A serious form of cancer that occurs in some transplant patients may arise because cells that normally serve as scouts for the immune system become weakened, a new study suggests.
The cancer is caused by Epstein-Barr virus (EBV), a herpesvirus that infects more than 90 percent of Americans but is ordinarily kept under control by the immune system. That control can be lost in people whose immune system is suppressed to prevent rejection of a transplanted organ.
The cancer, called post-transplant lymphoproliferative disorder (PTLD), arises only in some transplant patients, but doctors don’t know why.
This study, led by Ohio State University scientists, begins to answer that question.
The findings are published in the August issue of the American Journal of Transplantation.
“We’ve identified a mechanism that may explain why some patients develop PTLD and others don’t,” says study leader Anne M. VanBuskirk, assistant professor of surgery and an OSU Comprehensive Cancer Center researcher.
“If we can understand the mechanism, perhaps we can discover how to prevent this type of cancer in transplant patients.”
The incidence of this cancer varies according to the organ transplanted, occurring in 1 to 2 percent of kidney transplant patients and in up to 20 percent of bone marrow and lung transplant patients. The disease usually arises within six months to a year after transplantation, and it can have a 70- to 80-percent mortality rate.
The study by VanBuskirk and her colleagues examines two types of immune cells: cells that act as scouts – scientists call them antigen-presenting cells – and memory T cells.
Scout cells detect the presence of viruses and other invaders and alert the immune system to the infection. Memory T cells are immune cells that have fought an earlier infection and remain ready to respond quickly should that infection occur again.
Most people are infected by EBV early in life and the immune system brings it under control, although the virus remains hidden in some cells of the body. If the infection flares up again, scout cells alert the memory T cells, which rapidly proliferate and hunt down and kill any cells that contain growing virus or have become cancerous.
“If memory T cells are re-stimulated properly, they can kill the cancerous cells before PTLD develops,” VanBuskirk says. “But if that re-stimulation is weak or is blocked, not all of the cells are destroyed and cancer can develop. So it is critical that these two cell types work together effectively.”
The present study suggests that PTLD arises because the scout cells can only weakly activate the memory T cells and stop their activation by other cells.
VanBuskirk and her team believe this happens because an immune-system substance causes changes in the scout cells, inhibiting their ability to warn memory T cells about the virus. That substance is called transforming growth factor-beta (TGFb).
The researchers discovered this by exposing healthy human scout cells to TGFb. Next, they combined the scout cells with T cells and PTLD-like cancer cells.
The T cells that grew alongside the scout cells exposed to TGFb were significantly less able to kill the cancer cells than were the T cells growing with scout cells not exposed to TGFb.
In addition, when scout cells from both groups were combined, the TGFb-exposed cells were stronger and prevented the unexposed scout cells from re-stimulating the memory T cells.
The present study follows earlier research led by VanBuskirk that suggests why only some transplant patients develop PTLD and not others.
The earlier study, published in a February 2005 issue of the journal Blood, suggested that the balance in the body of TGFb and a second immune substance called interferon gamma (IFNg) might influence development of the cancer.
The study showed that some people have a normal genetic difference that causes them to have lower levels of IFNg in the body and others to have higher levels.
The researchers then injected white blood cells from each of the two groups of people into immune-deficient mice.
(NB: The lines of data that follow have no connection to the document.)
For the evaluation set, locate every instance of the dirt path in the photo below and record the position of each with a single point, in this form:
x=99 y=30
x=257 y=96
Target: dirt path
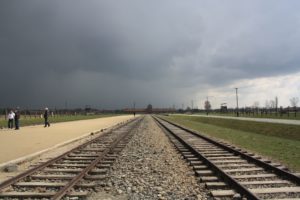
x=30 y=139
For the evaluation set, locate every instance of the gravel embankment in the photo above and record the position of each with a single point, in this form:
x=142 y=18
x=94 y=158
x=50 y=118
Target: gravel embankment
x=150 y=168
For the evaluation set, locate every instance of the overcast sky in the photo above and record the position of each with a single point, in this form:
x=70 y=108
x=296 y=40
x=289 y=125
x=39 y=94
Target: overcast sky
x=109 y=54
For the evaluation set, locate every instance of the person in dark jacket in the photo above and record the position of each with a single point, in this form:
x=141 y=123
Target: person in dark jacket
x=17 y=118
x=46 y=114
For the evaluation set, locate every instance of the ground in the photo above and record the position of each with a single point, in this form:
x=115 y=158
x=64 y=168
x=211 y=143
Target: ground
x=30 y=139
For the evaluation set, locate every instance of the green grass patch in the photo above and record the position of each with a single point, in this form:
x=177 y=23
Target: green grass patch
x=284 y=150
x=271 y=129
x=58 y=118
x=290 y=116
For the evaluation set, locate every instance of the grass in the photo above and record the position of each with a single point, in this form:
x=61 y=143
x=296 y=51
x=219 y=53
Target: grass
x=59 y=118
x=290 y=116
x=278 y=147
x=270 y=129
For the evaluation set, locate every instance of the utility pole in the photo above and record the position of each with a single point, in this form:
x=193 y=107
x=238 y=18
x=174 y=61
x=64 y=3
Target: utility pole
x=237 y=102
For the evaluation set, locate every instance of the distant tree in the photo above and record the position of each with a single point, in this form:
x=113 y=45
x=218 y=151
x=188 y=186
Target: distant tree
x=255 y=104
x=267 y=104
x=276 y=104
x=207 y=106
x=294 y=101
x=272 y=103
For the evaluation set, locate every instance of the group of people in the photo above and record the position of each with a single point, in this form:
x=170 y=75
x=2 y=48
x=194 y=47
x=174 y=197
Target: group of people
x=15 y=117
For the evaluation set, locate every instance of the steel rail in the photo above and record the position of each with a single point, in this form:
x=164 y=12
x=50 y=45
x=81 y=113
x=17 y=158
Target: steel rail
x=52 y=161
x=277 y=171
x=238 y=187
x=63 y=191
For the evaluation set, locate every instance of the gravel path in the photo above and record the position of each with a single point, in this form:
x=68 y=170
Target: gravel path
x=150 y=168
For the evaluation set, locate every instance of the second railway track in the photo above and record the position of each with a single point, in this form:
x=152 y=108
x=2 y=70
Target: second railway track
x=230 y=172
x=72 y=174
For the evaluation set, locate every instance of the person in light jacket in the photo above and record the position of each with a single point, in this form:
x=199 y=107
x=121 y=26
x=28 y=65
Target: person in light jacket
x=46 y=115
x=10 y=117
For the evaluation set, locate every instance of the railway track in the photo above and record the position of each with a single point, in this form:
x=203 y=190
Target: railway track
x=74 y=173
x=229 y=172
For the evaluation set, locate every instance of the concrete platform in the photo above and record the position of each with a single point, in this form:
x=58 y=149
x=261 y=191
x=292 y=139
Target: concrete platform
x=29 y=141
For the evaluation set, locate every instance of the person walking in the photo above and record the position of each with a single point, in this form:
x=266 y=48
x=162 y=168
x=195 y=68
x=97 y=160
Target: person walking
x=46 y=114
x=17 y=118
x=11 y=116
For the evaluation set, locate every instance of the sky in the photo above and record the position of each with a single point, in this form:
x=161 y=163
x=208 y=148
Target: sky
x=109 y=54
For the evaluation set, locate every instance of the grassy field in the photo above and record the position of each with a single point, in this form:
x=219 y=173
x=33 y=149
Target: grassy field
x=291 y=116
x=279 y=142
x=59 y=118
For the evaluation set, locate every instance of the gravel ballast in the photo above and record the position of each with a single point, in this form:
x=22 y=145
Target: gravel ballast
x=150 y=168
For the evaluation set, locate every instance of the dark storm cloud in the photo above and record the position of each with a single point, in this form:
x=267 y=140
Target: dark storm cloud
x=110 y=53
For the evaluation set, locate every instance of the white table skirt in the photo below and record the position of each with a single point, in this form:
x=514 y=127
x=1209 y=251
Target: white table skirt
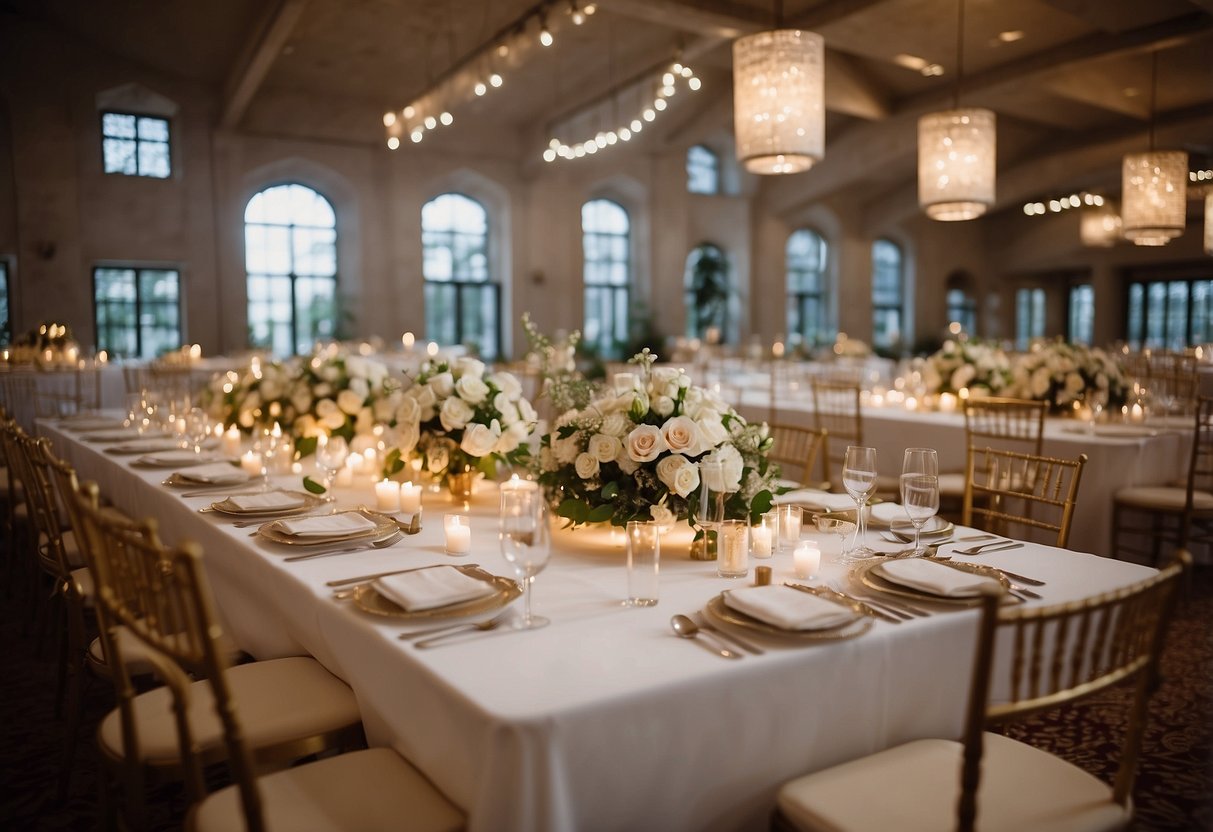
x=1114 y=462
x=602 y=721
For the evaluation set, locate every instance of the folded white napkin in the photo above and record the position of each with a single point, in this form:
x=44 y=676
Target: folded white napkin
x=328 y=525
x=787 y=608
x=216 y=473
x=427 y=588
x=268 y=501
x=933 y=577
x=815 y=499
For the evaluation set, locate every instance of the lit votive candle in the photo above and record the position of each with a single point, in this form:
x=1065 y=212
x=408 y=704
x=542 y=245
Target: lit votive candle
x=251 y=463
x=410 y=497
x=807 y=559
x=459 y=534
x=387 y=496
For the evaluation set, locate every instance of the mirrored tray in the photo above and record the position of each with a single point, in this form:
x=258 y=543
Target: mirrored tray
x=717 y=609
x=368 y=598
x=872 y=580
x=273 y=533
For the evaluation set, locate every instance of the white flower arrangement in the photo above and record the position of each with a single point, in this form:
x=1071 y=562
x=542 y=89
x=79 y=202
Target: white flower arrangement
x=980 y=368
x=636 y=454
x=1063 y=374
x=459 y=419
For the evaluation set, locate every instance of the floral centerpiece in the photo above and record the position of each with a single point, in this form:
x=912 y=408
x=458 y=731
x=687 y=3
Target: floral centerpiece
x=635 y=454
x=461 y=420
x=1063 y=374
x=980 y=368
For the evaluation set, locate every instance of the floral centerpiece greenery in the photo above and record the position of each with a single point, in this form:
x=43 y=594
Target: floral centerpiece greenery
x=635 y=454
x=334 y=392
x=1063 y=374
x=980 y=368
x=459 y=419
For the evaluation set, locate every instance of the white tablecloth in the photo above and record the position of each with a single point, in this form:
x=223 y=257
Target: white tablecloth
x=604 y=719
x=1114 y=462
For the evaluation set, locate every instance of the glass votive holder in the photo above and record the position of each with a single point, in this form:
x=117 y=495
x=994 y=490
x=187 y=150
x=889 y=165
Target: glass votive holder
x=764 y=535
x=790 y=518
x=733 y=550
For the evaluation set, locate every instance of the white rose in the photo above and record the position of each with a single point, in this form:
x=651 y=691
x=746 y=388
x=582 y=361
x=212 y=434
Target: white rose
x=586 y=466
x=479 y=439
x=443 y=385
x=455 y=414
x=349 y=402
x=507 y=383
x=470 y=366
x=682 y=434
x=472 y=389
x=645 y=443
x=604 y=448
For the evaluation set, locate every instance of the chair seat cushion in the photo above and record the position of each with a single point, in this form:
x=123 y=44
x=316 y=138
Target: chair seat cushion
x=915 y=787
x=1163 y=497
x=277 y=701
x=365 y=790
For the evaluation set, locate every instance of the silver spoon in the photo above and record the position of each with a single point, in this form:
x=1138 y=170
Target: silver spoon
x=687 y=628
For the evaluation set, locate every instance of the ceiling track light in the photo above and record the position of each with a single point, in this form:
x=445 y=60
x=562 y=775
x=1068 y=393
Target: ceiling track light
x=466 y=79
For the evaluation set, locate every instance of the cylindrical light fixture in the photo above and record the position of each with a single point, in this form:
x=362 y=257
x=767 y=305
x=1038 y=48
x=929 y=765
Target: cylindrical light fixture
x=778 y=101
x=1100 y=227
x=956 y=163
x=1154 y=199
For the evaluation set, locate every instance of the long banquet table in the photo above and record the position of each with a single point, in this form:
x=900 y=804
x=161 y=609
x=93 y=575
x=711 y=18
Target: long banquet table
x=604 y=719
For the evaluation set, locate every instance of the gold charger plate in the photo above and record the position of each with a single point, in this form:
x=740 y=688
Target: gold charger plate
x=717 y=609
x=368 y=598
x=274 y=534
x=864 y=573
x=309 y=502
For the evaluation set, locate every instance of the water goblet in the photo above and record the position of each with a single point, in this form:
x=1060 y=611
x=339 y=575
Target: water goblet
x=524 y=535
x=859 y=480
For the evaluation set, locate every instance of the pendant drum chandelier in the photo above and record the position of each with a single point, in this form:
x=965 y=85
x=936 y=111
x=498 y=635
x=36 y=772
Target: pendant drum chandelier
x=1154 y=187
x=956 y=154
x=778 y=100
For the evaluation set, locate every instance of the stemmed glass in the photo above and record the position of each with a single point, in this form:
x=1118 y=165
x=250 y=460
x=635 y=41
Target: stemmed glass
x=859 y=480
x=525 y=542
x=330 y=456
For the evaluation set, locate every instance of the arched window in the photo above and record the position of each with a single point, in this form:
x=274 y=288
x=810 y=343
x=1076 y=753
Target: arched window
x=702 y=171
x=807 y=298
x=462 y=301
x=708 y=290
x=607 y=248
x=290 y=238
x=888 y=295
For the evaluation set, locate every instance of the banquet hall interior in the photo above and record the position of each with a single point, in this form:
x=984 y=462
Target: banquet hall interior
x=218 y=217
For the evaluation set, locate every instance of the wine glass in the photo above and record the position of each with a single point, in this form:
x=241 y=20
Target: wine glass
x=525 y=542
x=330 y=456
x=859 y=480
x=920 y=499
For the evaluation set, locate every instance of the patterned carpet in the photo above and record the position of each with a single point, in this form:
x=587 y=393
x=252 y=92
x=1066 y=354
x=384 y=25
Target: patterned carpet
x=1174 y=787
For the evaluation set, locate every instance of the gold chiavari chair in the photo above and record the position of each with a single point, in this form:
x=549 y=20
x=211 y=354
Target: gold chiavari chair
x=245 y=714
x=1173 y=514
x=1054 y=655
x=796 y=450
x=1021 y=494
x=292 y=707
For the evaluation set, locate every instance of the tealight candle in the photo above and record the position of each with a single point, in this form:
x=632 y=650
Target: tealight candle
x=459 y=534
x=251 y=463
x=807 y=559
x=410 y=497
x=387 y=496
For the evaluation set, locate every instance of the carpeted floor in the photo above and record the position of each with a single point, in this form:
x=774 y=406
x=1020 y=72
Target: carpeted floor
x=1174 y=788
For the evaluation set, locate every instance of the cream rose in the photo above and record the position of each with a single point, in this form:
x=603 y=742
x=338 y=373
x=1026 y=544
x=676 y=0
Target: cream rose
x=645 y=443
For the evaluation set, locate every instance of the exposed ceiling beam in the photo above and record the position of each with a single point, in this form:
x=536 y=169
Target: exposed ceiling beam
x=257 y=57
x=1159 y=36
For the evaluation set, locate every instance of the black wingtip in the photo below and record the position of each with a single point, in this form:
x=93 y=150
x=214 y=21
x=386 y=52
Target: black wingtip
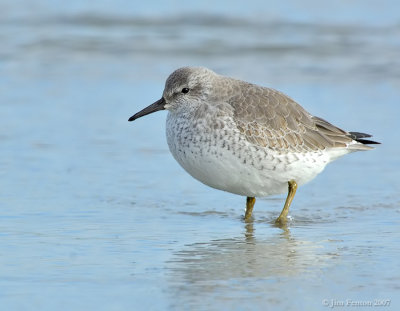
x=357 y=136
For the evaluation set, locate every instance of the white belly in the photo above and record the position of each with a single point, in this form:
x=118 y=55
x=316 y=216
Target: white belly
x=226 y=161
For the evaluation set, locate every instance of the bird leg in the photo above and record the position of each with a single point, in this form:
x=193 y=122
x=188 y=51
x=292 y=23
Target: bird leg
x=250 y=201
x=282 y=219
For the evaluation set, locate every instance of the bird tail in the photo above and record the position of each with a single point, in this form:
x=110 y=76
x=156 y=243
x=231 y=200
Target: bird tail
x=359 y=137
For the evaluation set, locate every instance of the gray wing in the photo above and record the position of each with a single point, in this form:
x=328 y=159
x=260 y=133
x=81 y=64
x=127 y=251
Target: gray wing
x=269 y=118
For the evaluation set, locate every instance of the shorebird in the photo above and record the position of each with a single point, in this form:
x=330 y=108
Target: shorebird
x=247 y=139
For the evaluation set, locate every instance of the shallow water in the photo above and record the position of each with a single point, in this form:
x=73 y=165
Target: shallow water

All the people were healthy and tested positive for EBV.
They found that white blood cells from people who had the genetic difference for lower IFNg?levels were more likely to cause EBV-related cancer in the mice than cells from people with the genetic difference for higher IFNg levels. They also found that blocking TGFb prevented the EBV-related cancer.
“We hypothesize that the balance between IFNg?and TGFb is probably important in determining whether or not the cancer develops,” VanBuskirk says.
In the new study, for example, adding IFNg to TGFb prevented the scout cells from changing and allowed them to strongly re-stimulate the memory T cells.
“If our hypothesis proves to be true,” VanBuskirk says, “it may one day be possible to identify transplant patients who are at greater risk for PTLD and to develop new therapies that prevent or treat the disease.”
Funding from the National Cancer Institute, the National Institute of Allergy and Infectious Diseases and the Roche Organ Transplantation Research Foundation supported this research.